Tuesday, January 02, 2001

Green Twp. gets trustee today

By Lew Moores
The Cincinnati Enquirer

        GREEN TOWNSHIP — Paul Ratterman, a lawyer who has lived in the township for most of his life, will be sworn in as township trustee today.

        Mr. Ratterman will replace Bill Seitz, who was elected state representative for the 34th House District in November.

        Mr. Ratterman was recommended by a committee and was chosen from among more than a dozen applicants.

        He will join Trustees Tony Upton and J. Dale Proffitt, who have said they will accept the recommendation at a special trustees meeting at 6 p.m. today.

        “He's been involved with local groups, and he's paid his dues,” Mr. Upton said. “He exemplifies good judgment.”

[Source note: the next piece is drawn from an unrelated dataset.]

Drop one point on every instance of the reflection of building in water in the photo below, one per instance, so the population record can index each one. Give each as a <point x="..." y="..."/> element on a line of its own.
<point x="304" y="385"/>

        Mr. Ratterman, 38, lives in the Monfort Heights area. He has until recently served on the township's land-use committee. He also was involved in the campaign to pass the road levy in 1995.

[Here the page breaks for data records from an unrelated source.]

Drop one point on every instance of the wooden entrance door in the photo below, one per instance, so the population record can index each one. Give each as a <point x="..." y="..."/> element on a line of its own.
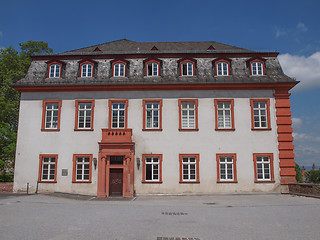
<point x="116" y="182"/>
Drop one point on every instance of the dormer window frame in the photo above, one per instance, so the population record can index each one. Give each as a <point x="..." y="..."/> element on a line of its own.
<point x="221" y="61"/>
<point x="152" y="61"/>
<point x="185" y="62"/>
<point x="257" y="61"/>
<point x="117" y="62"/>
<point x="87" y="62"/>
<point x="53" y="64"/>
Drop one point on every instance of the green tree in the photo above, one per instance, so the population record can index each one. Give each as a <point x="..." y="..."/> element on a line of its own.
<point x="299" y="177"/>
<point x="13" y="66"/>
<point x="313" y="176"/>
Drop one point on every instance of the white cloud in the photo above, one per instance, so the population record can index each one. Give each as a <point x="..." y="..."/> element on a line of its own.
<point x="302" y="27"/>
<point x="304" y="69"/>
<point x="296" y="123"/>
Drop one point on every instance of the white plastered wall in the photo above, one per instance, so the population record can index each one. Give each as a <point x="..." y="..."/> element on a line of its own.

        “He's been very active on the township level,” Mr. Proffitt said. “I think Paul will do a great job.”

        Mr. Ratterman has already committed to running for election in November. Both he and Mr. Proffitt will be standing for election. “Dale and I have already opened up some discussions about doing a joint campaign,” Mr. Ratterman said. “That is the game plan.”

        Both say it is paramount to mount a successful campaign for a police and road levy.

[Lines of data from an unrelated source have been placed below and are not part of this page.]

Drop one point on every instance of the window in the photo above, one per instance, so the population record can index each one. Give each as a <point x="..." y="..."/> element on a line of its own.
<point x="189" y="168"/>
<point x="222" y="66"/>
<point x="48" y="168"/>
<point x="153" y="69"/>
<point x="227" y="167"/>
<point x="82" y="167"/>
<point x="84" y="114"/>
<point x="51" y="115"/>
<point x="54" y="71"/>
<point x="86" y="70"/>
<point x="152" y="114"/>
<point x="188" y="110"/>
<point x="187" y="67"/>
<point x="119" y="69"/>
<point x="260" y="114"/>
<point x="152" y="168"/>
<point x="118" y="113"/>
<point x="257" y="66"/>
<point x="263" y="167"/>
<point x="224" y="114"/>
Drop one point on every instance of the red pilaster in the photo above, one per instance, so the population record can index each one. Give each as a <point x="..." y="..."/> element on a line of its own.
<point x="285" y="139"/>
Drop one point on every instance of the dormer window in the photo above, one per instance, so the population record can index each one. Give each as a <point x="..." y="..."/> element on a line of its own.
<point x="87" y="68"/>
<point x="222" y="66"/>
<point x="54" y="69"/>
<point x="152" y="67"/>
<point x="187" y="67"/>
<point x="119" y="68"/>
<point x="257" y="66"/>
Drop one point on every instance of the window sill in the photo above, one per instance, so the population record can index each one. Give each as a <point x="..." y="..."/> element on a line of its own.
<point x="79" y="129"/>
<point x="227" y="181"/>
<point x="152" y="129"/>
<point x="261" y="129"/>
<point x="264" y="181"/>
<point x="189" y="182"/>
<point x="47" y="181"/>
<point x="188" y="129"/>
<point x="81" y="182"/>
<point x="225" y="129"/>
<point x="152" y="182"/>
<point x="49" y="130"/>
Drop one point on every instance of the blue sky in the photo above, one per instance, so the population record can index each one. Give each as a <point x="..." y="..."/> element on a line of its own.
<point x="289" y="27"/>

        “He and I share the same philosophy as fiscal conservatives,” Mr. Proffitt said. “The main responsibility of township trustee is to provide for police, fire and roads. Anything above that is all well and good, but the main things are police, fire and roads. Paul is on the same page as me.”

        Mr. Ratterman said development and the township's parks are other issues the trustees must keep an eye on.

        He said a chance to serve the township more directly led him to apply for the open trustee position.

        “I've always been interested in public service,” Mr. Ratterman said. “I've been fairly active over the last eight to 10 years.”